Le cercle, cœur battant des danses du Mali

22 Février 2022 - Art / Culture / Entretien / Portrait
L’Afrique de l’Ouest marque tout voyageur qui la découvre : il y apprend une manière nouvelle de communiquer et d’entrer en lien… Il y découvre aussi une culture aux antipodes de l’Occident. Le Mali a longtemps été plébiscité que ce soit pour ses paysages ou pour sa riche culture, qui, aujourd’hui encore, gagne à être connue. Immersion dans les danses maliennes !

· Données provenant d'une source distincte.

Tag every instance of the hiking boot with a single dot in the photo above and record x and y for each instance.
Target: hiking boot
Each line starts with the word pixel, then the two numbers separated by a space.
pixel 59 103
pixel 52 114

La place de la danse au Mali

 
La danse est un pan majeur de la culture du Mali. La notion de "danses maliennes" est née après l’indépendance de 1960 avec la formation des ballets folkloriques. Créés pour représenter la culture malienne à l’international, ces ballets réunissent les danses des diverses ethnies du pays (peul, khassonké, soninké etc.). Dans ce cadre, un travail massif de collecte de répertoires a été réalisé auprès des meilleurs danseurs de tout le territoire. Le Ballet National du Mali garde intacts ces répertoires scénarisés dans les années 1960. Des ballets privés ont ensuite développé une identité propre, prenant parfois des libertés avec ces répertoires classiques. Aujourd’hui, par manque de moyens, les ballets folkloriques sont moins influents que dans les années 1970 et 80 où de magistrales tournées internationales étaient organisées.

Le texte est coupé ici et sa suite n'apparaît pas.